J’espère que cette épreuve que nous traversons collectivement catalysera dans nos cœurs et nos esprits un plus grand respect pour le travail des enseignantes, enseignants et autres professionnels du milieu scolaire qui, il faut le rappeler, sont les fondations sur lesquelles repose notre édifice social.

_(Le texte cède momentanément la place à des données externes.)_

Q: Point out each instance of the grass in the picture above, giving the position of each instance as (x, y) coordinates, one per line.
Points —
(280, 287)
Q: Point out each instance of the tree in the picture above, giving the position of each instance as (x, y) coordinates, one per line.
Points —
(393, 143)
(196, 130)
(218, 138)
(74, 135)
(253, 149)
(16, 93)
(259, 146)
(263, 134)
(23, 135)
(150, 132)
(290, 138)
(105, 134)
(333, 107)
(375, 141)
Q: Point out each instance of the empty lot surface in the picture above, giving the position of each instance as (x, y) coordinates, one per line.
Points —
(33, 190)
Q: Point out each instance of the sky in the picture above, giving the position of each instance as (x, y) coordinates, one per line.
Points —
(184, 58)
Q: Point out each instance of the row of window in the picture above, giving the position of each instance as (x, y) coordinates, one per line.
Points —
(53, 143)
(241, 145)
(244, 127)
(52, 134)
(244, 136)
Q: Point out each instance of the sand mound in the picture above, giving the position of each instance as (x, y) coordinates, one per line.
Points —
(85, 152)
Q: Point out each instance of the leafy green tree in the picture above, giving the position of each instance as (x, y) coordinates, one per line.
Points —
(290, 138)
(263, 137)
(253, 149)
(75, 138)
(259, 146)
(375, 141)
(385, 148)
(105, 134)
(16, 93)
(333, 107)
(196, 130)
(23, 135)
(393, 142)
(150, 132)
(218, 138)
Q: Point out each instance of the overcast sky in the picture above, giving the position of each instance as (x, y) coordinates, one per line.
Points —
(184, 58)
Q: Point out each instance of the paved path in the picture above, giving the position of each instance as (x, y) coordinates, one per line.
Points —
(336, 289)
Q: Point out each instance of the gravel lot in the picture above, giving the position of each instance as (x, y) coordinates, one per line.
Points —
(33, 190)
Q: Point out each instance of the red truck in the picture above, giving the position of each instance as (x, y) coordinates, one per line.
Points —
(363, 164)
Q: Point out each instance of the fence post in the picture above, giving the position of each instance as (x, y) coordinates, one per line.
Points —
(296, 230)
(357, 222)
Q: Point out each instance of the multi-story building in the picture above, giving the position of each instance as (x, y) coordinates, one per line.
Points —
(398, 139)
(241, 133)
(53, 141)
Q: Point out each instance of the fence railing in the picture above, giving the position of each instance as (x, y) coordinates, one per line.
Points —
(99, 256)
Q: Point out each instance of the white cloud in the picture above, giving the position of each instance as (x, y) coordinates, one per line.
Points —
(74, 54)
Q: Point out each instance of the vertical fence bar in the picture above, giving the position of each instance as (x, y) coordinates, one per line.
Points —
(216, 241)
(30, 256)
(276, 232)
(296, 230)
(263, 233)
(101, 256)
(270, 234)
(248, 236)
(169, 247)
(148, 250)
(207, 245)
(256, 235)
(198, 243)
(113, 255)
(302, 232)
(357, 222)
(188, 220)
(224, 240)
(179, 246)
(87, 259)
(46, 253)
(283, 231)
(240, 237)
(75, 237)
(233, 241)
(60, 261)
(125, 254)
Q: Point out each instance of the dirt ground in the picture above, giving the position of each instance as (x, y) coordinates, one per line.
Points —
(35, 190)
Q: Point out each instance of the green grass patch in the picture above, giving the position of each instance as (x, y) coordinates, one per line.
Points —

Si tel est le cas, lorsque le Québec retrouvera son homéostasie, la meilleure façon de témoigner de cette nouvelle conscience sera de leur tendre la main comme elles tiennent chaque jour celle de nos enfants pour leur faire pousser des racines et des ailes. Comme parent, en plus d’être participatif pour mieux les aider à aider nos enfants, il faudra se souvenir aussi que tendre la main aux enseignantes, c’est également être solidaire de leur volonté d’améliorer leurs conditions de travail et d’augmenter significativement leur salaire, qui est bien en deçà du gigantesque et épuisant métier qu’elles exercent. Une certitude que tous les parents apprendront à la dure avant la fin du confinement.